Auschwitz, das Lager, und die Hölle von Dante

Samstag, 27. Januar 2024 um 15 Uhr
Backnanger Friedhofkapelle

Der Arbeitskreis „Gedenken und Erinnern“ im Heimat- und Kunstverein Backnang erinnert an die Befreiung von Auschwitz vor 78 Jahren am 27.01.1945 mit der Themenstellung, bzw. dem Vergleich der Hölle von Auschwitz und der Hölle, wie sie Dante in seiner Göttlichen Komödie dargestellt hat.

Der Auschwitztag, den der Arbeitskreis „ Erinnern und Gedenken“ nun seit 2016 mit Unterbrechung in den Corona-Jahren 2021 und 2022 veranstaltet, dient dazu, die Zeit zwischen 1933 und 1945 nach einer Deprivation in der Nachkriegszeit wieder mit ins Leben und damit in die Gemeinschaft hineinzunehmen.

Die Ambivalenz  zwischen Auschwitz und Backnang heute ist sehr groß und nicht leicht zu ertragen, daher ist nur ein Erinnern und Gedenken mit Schmerzen oder nach Adorno mit „Asche im Haar“ möglich, als der nie zu heilende Riss in der deutschen Identität.

Mit unterschiedlichen Themenstellungen ist dieser Frage immer wieder  nachgegangen worden. Im Jahr 2019 wurde die Frage gestellt: Was von Auschwitz bleibt? Im letzten Jahr ging es um die Frage nach der Rolle der Medizin in Auschwitz im Vergleich zu Ihrer Rolle heute, wobei sich herausstellte, dass es noch viele Gemeinsamkeiten weiterhin gerade in Fragen der Biopolitik und der Vorstellung vom Gartenstaat gibt.

Das Lager in Auschwitz und Dantes Inferno verkörpern beide unterschiedlichen Formen, die man als Hölle bezeichnen kann.

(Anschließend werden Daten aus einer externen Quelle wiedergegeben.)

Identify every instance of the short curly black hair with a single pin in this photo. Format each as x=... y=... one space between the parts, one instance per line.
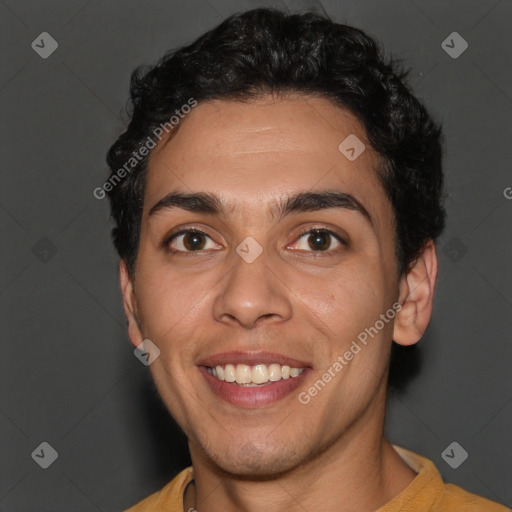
x=264 y=51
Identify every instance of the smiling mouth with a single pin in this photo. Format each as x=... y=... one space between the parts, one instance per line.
x=253 y=375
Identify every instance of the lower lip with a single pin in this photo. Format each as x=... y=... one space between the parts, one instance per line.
x=253 y=397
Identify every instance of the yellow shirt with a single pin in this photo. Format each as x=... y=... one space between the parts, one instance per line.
x=426 y=493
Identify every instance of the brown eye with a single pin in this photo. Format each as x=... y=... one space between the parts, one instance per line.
x=188 y=240
x=193 y=241
x=320 y=240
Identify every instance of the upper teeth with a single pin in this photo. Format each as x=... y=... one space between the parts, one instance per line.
x=257 y=374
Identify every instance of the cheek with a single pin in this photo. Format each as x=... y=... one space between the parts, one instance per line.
x=170 y=301
x=346 y=300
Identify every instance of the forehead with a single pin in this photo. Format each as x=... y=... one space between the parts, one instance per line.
x=251 y=153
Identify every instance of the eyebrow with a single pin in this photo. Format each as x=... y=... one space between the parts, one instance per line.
x=211 y=204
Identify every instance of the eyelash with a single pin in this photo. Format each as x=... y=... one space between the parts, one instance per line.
x=166 y=242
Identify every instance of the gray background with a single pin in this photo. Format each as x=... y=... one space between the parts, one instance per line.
x=68 y=373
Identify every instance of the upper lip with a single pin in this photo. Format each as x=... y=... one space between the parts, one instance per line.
x=250 y=358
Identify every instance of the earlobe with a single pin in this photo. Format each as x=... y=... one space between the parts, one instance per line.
x=129 y=304
x=417 y=289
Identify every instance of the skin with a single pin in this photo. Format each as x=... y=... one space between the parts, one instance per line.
x=293 y=300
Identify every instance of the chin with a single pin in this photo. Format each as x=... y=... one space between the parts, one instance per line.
x=250 y=462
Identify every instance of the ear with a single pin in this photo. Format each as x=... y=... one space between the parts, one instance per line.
x=130 y=305
x=417 y=289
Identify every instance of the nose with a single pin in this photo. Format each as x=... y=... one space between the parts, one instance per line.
x=252 y=294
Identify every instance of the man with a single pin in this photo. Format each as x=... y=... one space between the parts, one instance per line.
x=277 y=197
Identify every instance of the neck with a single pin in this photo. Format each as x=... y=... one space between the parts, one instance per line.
x=359 y=471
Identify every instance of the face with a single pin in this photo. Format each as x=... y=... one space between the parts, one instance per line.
x=261 y=285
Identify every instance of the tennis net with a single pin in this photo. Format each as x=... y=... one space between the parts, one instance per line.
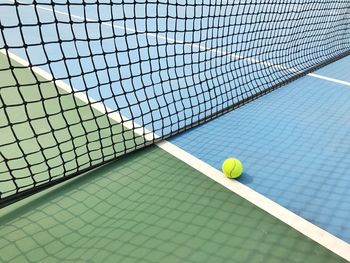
x=84 y=82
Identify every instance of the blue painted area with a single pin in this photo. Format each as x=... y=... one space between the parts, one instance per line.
x=294 y=143
x=162 y=85
x=295 y=147
x=339 y=70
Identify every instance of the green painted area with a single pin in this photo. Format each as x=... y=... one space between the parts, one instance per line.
x=46 y=132
x=148 y=207
x=144 y=207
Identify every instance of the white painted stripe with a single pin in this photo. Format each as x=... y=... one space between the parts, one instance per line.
x=233 y=55
x=346 y=83
x=310 y=230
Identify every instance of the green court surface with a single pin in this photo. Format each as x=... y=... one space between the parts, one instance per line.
x=61 y=128
x=146 y=206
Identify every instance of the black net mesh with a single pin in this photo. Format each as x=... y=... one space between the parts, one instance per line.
x=83 y=82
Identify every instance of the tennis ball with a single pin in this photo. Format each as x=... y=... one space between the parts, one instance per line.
x=232 y=167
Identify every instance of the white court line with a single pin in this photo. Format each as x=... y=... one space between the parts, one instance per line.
x=324 y=238
x=338 y=81
x=233 y=55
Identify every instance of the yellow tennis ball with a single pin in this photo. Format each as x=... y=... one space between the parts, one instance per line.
x=232 y=167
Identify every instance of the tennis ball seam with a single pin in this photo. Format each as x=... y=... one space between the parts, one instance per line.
x=233 y=168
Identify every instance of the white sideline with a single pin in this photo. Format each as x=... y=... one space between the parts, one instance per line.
x=331 y=242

Dante hat seine Hölle, die von christlichen Vorstellungen geprägt und nachgebildet war, da sie göttliche Weisheit geschaffen hat, den Ausweg ins Purgatorium und Paradies ermöglicht, während die Hölle von Auschwitz, als Verkörperung staatlicher Thanato-Politik, nur den Weg ins Gas, Rauch und Asche kannte. Die Teufel in Dantes Hölle tun ihre Werke der Grausamkeit, um Sünder zu bestrafen, während die Teufel von Auschwitz, das Wach- und Führungspersonal, Exzesse der Gewalt ausübten und da das Tötungsverbot der zivilen Gesellschaft aufgehoben war, konnten sie in einem rechtsfreien Raum agieren.

In allen Auschwitztagen stellt sich am Schluss stets  die Frage: Was von Auschwitz bleibt? In diesem Falle ist es das Lager als Ausdruck der Biopolitik, das Giorgio Agamben als den Nomos des 21. Jh. bezeichnet, dieser rechtsfreie Raum, in dem nur das nackte Leben oder Überleben garantiert wird, im Grunde aber kein staatlicher Schutz oder die Gewährung der Menschenrechte garantiert ist, und der Migrant der Muselmann, wie man die Insassen von Auschwitz bezeichnete, des 21. Jh. sein könnte.

Gestaltet wird die Veranstaltung von Pia Losing, die Textstellen aus Dante rezitiert und musikalisch begleitet mit Horn, Trompete und Gesang. Unterschiedliche Textbeiträge zu Auschwitz werden Eduard Losing und Ernst Hövelborn vorgetragen. Sie sprechen von  den Teufeln von Auschwitz und ihrer Allmacht, Grausamkeit und Gewalt, sowie der Hoffnungslosigkeit, da es im Lager keinen Ausweg gibt, als die „Asche im Haar“ von der Adorno spricht und die zugleich der nie zu heilende Riss in der deutschen Identität wohl darstellt.